5 min read

How Model Garden in Vertex AI Can Enhance Your Analytics Solutions

Good data analytics is more important than ever for making smart, data-driven business decisions. However, wrangling huge datasets into actionable insights can be difficult without the right tools. This is where Model Garden on Google Cloud's Vertex AI platform comes in.

Model Garden provides a vast catalog of ready-to-use AI models for text, vision, language, recommendations, and more that can help extract meaningful signals from raw data.

Read on to understand the key ways integrating these models through Model Garden can enhance analytics.

 

Key Benefits of Model Garden in Vertex AI

The Model Garden within Google's Vertex AI platform puts the power of over 130 pre-trained AI models at your fingertips, enabling businesses to enhance analytics and extract deeper insights from their data.

Offering a vast centralized catalog spanning model types like text, vision, recommendations, language, speech, tables, and translation, Model Garden has something to elevate virtually any analytics use case.

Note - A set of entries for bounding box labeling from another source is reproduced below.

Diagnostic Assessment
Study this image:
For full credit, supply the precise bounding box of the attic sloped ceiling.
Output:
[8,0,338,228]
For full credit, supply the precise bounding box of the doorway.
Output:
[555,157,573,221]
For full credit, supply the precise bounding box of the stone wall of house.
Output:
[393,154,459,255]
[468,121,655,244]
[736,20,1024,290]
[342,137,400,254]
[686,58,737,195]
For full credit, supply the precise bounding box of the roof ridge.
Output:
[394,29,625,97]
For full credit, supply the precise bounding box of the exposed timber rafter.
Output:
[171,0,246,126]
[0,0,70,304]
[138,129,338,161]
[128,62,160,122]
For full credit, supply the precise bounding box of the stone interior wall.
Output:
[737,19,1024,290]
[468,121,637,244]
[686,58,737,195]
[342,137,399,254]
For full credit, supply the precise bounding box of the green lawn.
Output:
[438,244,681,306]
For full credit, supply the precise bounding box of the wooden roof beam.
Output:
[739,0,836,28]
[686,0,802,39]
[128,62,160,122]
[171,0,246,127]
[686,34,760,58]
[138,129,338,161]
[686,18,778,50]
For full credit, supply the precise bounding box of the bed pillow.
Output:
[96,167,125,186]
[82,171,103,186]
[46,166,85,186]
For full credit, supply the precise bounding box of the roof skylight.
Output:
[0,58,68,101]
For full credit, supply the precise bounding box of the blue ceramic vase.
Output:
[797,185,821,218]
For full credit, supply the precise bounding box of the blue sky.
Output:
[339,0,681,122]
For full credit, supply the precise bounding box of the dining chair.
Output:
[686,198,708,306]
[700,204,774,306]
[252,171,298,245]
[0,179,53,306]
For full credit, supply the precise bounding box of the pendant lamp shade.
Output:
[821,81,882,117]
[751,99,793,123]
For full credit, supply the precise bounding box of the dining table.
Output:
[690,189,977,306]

Some of the key ways integrating models from the Model Garden catalog can aid analytics efforts include:

  • Instant access to a broad variety of accurate, production-ready AI models covering diverse data types and tasks to provide more analytical signaling from datasets.
  • Options to immediately use models via API calls or take them into customization workflows using your own proprietary data through Vertex AI tooling, with Model Garden handling model deployment, scaling, and monitoring behind the scenes through tight integration with Vertex AI's robust MLOps functionality.
  • Continuous expansion of the catalog with newer and more performant AI model versions as Google's research progresses, ensuring analytics systems have access to the most cutting-edge innovations.

Tapping into the Model Garden repository makes it simple for organizations to enrich analytics and gain an information advantage through proven enterprise-grade AI techniques tailored to their business problems. Reduced model development and infrastructure overheads free up resources to extract maximum value from data.

How Open Source Models Improve Data Applications

Vertex AI curates a variety of widely used open source models like BERT, T5, and Stable Diffusion into Model Garden. This lets your analytics systems leverage these popular models' capabilities without needing to set them up and run them yourself.

Seamless integration with Vertex AI's MLOps capabilities handles model deployment, scaling, monitoring, etc. This simplicity expands the range of AI techniques you can apply to extract signals from data.

Why Model Garden Is Essential for Digital Transformation

To stay competitive, businesses must transform digitally, and that requires tapping into AI. Manually building custom ML models from scratch is complex.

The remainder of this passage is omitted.